21porque, si no dejas salir a mi pueblo, enviaré tábanos contra ti, contra tus servidores, contra tu pueblo y contra tus casas; y se llenarán de tábanos las casas de los egipcios y hasta el suelo sobre el cual están.

22Pero en ese día exceptuaré la tierra de Gosen, donde habita mi pueblo, para que no haya allí tábanos, a fin de que sepas que yo, Yahvéh, estoy en medio de la tierra.

23Yo estableceré una distinción entre mi pueblo y el tuyo. Mañana se realizará esta señal.

24Yahvéh lo hizo así, y un pesado enjambre de tábanos penetró en la casa del Faraón, en la de sus servidores y en todo el país de Egipto; y la tierra fue asolada por los tábanos.

25El Faraón llamó a Moisés y a Aarón, y les dijo: Id a sacrificar a vuestro Dios dentro de este país.

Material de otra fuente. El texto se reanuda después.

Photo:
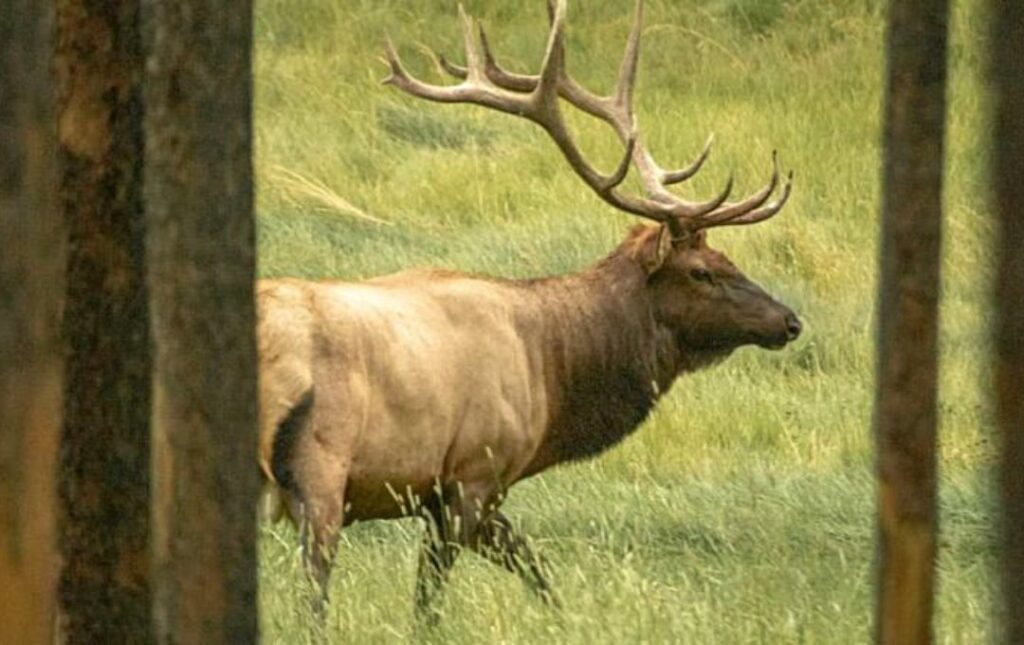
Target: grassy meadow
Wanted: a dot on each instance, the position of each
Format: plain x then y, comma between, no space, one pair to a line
743,510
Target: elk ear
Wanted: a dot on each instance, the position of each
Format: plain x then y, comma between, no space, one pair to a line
654,249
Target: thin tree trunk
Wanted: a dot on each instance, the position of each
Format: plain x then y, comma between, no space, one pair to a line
31,292
905,400
104,456
201,260
1008,73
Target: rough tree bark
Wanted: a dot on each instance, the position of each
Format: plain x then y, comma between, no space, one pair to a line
31,292
906,368
1008,74
201,262
104,455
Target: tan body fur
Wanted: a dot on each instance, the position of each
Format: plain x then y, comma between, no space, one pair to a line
431,392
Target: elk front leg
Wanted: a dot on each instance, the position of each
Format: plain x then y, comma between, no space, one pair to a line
499,542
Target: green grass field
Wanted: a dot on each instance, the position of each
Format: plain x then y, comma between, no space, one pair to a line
743,510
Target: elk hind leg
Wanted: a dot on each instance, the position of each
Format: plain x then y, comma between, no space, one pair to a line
498,541
437,555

26Respondió Moisés: No puede ser así, porque lo que nosotros sacrificamos a Yahvéh, nuestro Dios, es abominación para los egipcios. Si ofreciéramos ante ellos mismos los sacrificios que los egipcios abominan, ¿no nos apedrearían?

27Haremos tres días de camino por el desierto, y sacrificaremos a Yahvéh, nuestro Dios, conforme a lo que Él nos ha dicho.

28Respondió el Faraón: Os dejaré ir, y podréis sacrificar a Yahvéh, vuestro Dios, en el desierto, a condición de que, al ir, no os alejéis demasiado. Rogad por mí.

29Replicó Moisés: Tan pronto salga de tu presencia, rogaré a Yahvéh, y mañana mismo los tábanos se alejarán del Faraón, de sus servidores y de su pueblo, con tal de que el Faraón no vuelva a burlarse, negándose a dejar salir al pueblo para que sacrifique a Yahvéh.

30Salió Moisés de casa del Faraón, e imploró a Yahvéh ;

31e hizo Yahvéh conforme a la súplica de Moisés: los tábanos se alejaron del Faraón, de sus servidores y de su pueblo, sin quedar ni uno.

32Pero, también esta vez endureció el Faraón su corazón, y no dejó ir al pueblo.